Methods: We retrospectively analyzed the clinicopathologic and immunohistochemical features of 8 gynecologic PNET cases (3 cervical, 1 vaginal, and 4 ovarian). Fluorescence in situ hybridization and targeted next-generation sequencing (NGS) were performed to identify molecular alterations in these tumors.
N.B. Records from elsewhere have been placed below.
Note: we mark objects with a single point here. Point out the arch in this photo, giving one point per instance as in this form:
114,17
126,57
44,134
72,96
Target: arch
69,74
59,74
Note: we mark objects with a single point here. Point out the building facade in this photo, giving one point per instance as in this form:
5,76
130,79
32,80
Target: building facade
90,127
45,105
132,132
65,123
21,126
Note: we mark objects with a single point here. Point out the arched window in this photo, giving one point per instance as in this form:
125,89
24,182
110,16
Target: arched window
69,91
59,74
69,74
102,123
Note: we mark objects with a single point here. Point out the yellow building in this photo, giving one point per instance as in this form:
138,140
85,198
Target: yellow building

Results: The cohort included 5 FIGO stage I, 1 stage III, and 2 stage IV tumors. Two patients with stage IV disease died at 8 and 12 months. The cervical/vaginal tumors consisted of small round blue cells arranged in sheets, with EWSR1 rearrangements and concurrent diffuse expression of membranous CD99 and nuclear FLI1. The ovarian tumors displayed diverse morphologic features resembling central nervous system (CNS) tumors, including embryonal tumor with multilayered rosettes (case 5), medulloblastoma (case 6), glioblastoma (case 7), and ependymoma (case 8). Three ovarian tumors were associated with teratomas. None of the ovarian tumors exhibited EWSR1 rearrangements or i(12p)/12p overrepresentation. NGS identified an EWSR1::exon11∼FLI1::exon6 fusion in one cervical PNET, with no additional molecular alterations. In contrast, three ovarian tumors lacked common genetic changes seen in CNS tumors but harbored several significant variants, including NTRK2 exon11 c.1019C > T (p.T340 M) (case 6), INPP4B exon23 c.2221G > A (p.V741 M) (case 7), and FANCG exon7 c.882_883insA (p.D295Rfs∗14) with MET 7q31 polysomy (case 8).

Conclusions: Our findings confirm that cervical/vaginal and ovarian PNET represent two distinct tumor types. Ovarian PNET have different pathogenetic pathways from their CNS and testicular counterparts most likely.